INDIANAPOLIS, Ind. -- Recent storms in southern Indiana have heightened awareness of the value of storm shelters among some residents. Near Holton, one family is planning improvements to the storm shelter they installed 25 years ago. Just west of Corydon, a resident is including a shelter in his new home.
The Federal Emergency Management Agency (FEMA) and the Indiana Department of Homeland Security (IDHS) applaud these efforts and encourage residents to consider taking similar steps to reduce their risks of damage from future storms.
In the 25 years since they built their shelter, Don Wood and his family have sought protection through several windstorms and a few tornadoes. Their shelter, which is accessed through a trap door on a deck, has 8-inch-thick walls made of concrete-filled concrete blocks. Improvements the Woods are making now include extending the concrete roof over a part of the stairway and resurfacing the concrete stairs.

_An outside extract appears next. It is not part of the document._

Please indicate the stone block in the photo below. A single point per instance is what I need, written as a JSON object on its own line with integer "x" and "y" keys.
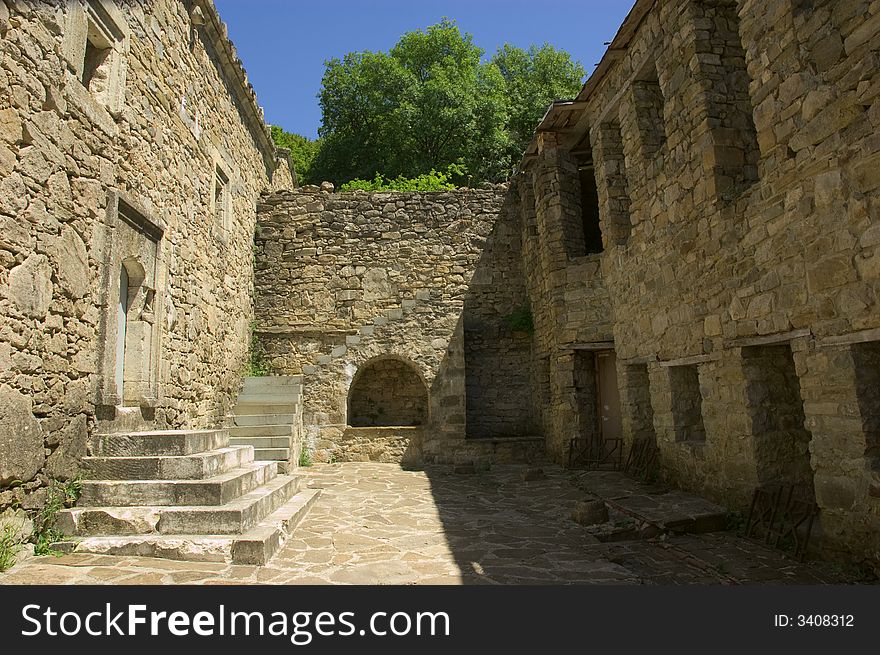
{"x": 21, "y": 438}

Nearby, Jeremy Shireman is incorporating a storm shelter in the basement of his new home, which is under construction. The shelter will occupy the space under the front porch of his home with the concrete floor of the porch serving as the roof of the shelter.
IDHS and FEMA offer several resources for residents interested in reducing their risks of storm losses. Information on the IDHS website includes tornado safety guidelines. Free hazard mitigation publications are available at www.fema.gov or by calling (800) 480-2520. These include Taking Shelter from the Storm and Understanding Your Risks: Identifying Hazards and Estimating Losses.
IDHS and FEMA officials advise residents with storm shelters to notify their local fire departments or other emergency responders about the locations of their storm shelters. That information can be vital in post-disaster recovery efforts, in the event debris covers the access to the shelter.
FEMA’s mission is to support our citizens and first responders to ensure that as a nation we work together to build, sustain, and improve our capability to prepare for, protect against, respond to, recover from, and mitigate all hazards.